Patient with IPAH and Malignant Catatonia Successfully Treated with Electroconvulsive Therapy: a Case Report

A 23-year-old woman with idiopathic pulmonary arterial hypertension (IPAH) was successfully treated for malignant catatonia with electroconvulsive therapy (ECT) in what may be the first case of its kind.

Her story is described in a recent study titled “A case of malignant catatonia with idiopathic pulmonary arterial hypertension treated by electroconvulsive therapy,” published in the journal BMC Psychiatry. She was treated at the Tokyo Medical and Dental University in Tokyo, Japan.

The young woman was diagnosed with IPAH when she was 8 years old, and her disease progressed despite treatment. At the age of 12, she started to receive continuous infusions of epoprostenol, which helps dilate narrowed blood vessels. When she was 16, she was diagnosed with diabetes and started treatment with insulin injections. The epoprostenol treatment was effective for a while, but when she reached the age 23 her IPAH worsened.

The patient’s complex medical history also included psychiatric illness. She was hospitalized at the age of 20 and 21 because of attempted suicide, and was treated with antidepressants and antipsychotic medication for psychotic depression. Later, her diagnosis was changed to schizophrenia.

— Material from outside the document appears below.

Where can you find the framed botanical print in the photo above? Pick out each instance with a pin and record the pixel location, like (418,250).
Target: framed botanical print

When she was 23 she stopped taking her psychiatric medication as prescribed. Her symptoms of schizophrenia gradually worsened, and she was hospitalized in the psychiatric ward.

Despite medical treatment, she developed malignant catatonia, a a state characterized by psychosis, autonomic instability, mutism, and extreme exhaustion. The condition usually develops as a severe consequence of psychiatric illness such as schizophrenia, bipolar disorder, or depression.

Patients with IPAH who undergo anesthesia and surgery are known to have a high risk of death. Therefore, doctors have to be very careful when administering medication or therapies that could affect the patients’ circulatory system.

But malignant catatonia is also a life-threatening condition and requires proper care, as it can severely impair physical movement and might lead to cardiovascular instability, respiratory failure, coma, and often death if left untreated. ECT — electroconvulsive therapy — is the most effective treatment for the condition, and often offers fast relief.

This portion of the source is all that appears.